Trump just made a major move on trade, announcing a 25% tariff on all foreign-built cars. Any vehicle made in the U.S.? No extra charge. The policy, set to take effect on April 2, is part of a broader strategy he’s been rolling out since returning to office—targeting imports from Canada, Mexico, China, and beyond. It builds on earlier tariffs on steel and aluminum, but this one hits the auto industry directly, affecting foreign-made cars and light trucks.
Naturally, the markets reacted. Wall Street took a hit even before the official announcement, with the Nasdaq falling 2%. Automakers felt it too—General Motors saw its stock drop over 3%, while Ford barely managed to stay in the green. Industry experts are warning that these tariffs could drive up car prices by thousands of dollars, squeeze supply chains, and ultimately impact jobs. About half of the cars sold in the U.S. are imported, with Mexico, Canada, Japan, South Korea, and Germany being the biggest suppliers. That means tensions with key allies are bound to rise.
Trump has been framing this as part of a larger push to bring manufacturing back to the U.S. He’s calling April 2 “Liberation Day” for the American economy and has promised more sector-specific tariffs—possibly on pharmaceuticals and lumber. While he suggested he might offer some exemptions, he was clear that he doesn’t want too many loopholes. Investors had hoped for a softer approach, but the uncertainty around these trade policies is keeping markets on edge.
Legally, Trump is drawing on an older government investigation from 2019, which found that excessive auto imports could weaken the U.S. economy and even pose a national security risk.
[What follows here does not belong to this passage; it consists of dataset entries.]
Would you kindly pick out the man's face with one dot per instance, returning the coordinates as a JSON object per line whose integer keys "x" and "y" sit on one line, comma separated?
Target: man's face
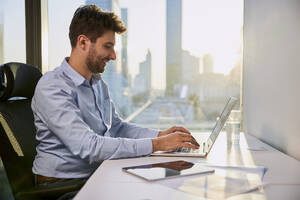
{"x": 100, "y": 52}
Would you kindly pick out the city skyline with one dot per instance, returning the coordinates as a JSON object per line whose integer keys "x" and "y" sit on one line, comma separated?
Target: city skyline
{"x": 221, "y": 20}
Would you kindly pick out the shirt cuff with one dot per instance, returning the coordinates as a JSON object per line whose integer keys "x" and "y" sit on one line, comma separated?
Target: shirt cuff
{"x": 153, "y": 133}
{"x": 144, "y": 147}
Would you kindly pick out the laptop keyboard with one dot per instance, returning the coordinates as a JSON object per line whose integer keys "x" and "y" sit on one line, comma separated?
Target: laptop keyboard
{"x": 188, "y": 150}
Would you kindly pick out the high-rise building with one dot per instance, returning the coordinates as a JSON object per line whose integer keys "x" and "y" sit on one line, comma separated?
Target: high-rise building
{"x": 124, "y": 14}
{"x": 208, "y": 64}
{"x": 142, "y": 82}
{"x": 190, "y": 68}
{"x": 173, "y": 44}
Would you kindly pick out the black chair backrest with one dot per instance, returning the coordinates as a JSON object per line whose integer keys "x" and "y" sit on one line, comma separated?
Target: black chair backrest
{"x": 17, "y": 130}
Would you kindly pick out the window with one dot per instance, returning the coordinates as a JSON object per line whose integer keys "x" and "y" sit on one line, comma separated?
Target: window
{"x": 12, "y": 31}
{"x": 178, "y": 63}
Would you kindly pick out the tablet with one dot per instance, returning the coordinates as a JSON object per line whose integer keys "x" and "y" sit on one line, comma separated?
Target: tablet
{"x": 158, "y": 171}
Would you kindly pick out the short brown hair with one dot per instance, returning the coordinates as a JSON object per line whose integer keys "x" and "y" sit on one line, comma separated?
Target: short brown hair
{"x": 91, "y": 21}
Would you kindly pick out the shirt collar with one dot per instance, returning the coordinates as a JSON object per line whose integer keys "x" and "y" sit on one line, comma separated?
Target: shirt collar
{"x": 77, "y": 78}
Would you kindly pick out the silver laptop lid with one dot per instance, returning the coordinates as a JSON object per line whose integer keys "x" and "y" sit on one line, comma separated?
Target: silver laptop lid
{"x": 220, "y": 123}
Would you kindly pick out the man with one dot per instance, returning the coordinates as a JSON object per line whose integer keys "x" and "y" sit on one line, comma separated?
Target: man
{"x": 77, "y": 126}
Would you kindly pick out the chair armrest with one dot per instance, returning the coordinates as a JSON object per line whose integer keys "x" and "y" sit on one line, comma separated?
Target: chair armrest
{"x": 51, "y": 191}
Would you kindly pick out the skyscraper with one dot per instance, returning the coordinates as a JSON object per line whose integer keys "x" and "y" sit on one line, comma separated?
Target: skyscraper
{"x": 142, "y": 82}
{"x": 173, "y": 44}
{"x": 124, "y": 14}
{"x": 208, "y": 64}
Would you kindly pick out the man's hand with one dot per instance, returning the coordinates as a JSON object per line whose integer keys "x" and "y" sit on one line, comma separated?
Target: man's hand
{"x": 174, "y": 140}
{"x": 173, "y": 130}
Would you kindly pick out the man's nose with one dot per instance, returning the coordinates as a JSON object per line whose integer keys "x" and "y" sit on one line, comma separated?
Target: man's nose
{"x": 113, "y": 55}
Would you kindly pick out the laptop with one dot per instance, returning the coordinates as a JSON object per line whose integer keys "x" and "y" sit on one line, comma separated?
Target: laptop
{"x": 205, "y": 146}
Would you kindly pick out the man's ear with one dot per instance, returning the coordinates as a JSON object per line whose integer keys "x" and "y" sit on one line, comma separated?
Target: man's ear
{"x": 83, "y": 42}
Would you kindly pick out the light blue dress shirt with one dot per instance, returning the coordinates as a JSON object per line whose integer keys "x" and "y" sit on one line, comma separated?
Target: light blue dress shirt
{"x": 78, "y": 128}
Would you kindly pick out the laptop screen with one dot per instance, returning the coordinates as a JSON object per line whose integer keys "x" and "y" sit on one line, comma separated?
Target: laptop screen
{"x": 220, "y": 122}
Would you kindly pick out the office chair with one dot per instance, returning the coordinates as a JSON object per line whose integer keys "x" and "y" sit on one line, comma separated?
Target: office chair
{"x": 17, "y": 134}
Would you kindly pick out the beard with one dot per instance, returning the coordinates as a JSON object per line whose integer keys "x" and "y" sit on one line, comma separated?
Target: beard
{"x": 96, "y": 64}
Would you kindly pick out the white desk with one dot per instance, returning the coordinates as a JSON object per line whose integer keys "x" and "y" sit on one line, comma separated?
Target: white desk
{"x": 110, "y": 182}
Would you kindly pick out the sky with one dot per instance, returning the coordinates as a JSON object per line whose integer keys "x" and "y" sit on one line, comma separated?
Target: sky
{"x": 208, "y": 26}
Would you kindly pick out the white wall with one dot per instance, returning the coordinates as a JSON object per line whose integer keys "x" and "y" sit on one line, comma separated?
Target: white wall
{"x": 271, "y": 74}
That gave him the authority to act quickly without launching new investigations. Meanwhile, U.S. trading partners aren’t sitting idly by. The EU’s top trade official has been in talks with Washington, pushing for a more balanced agreement rather than sweeping tariffs.
At this point, the real question is whether these measures will actually strengthen American industry or just ignite another trade war. With more tariffs potentially on the horizon, businesses and global markets are bracing for what comes next.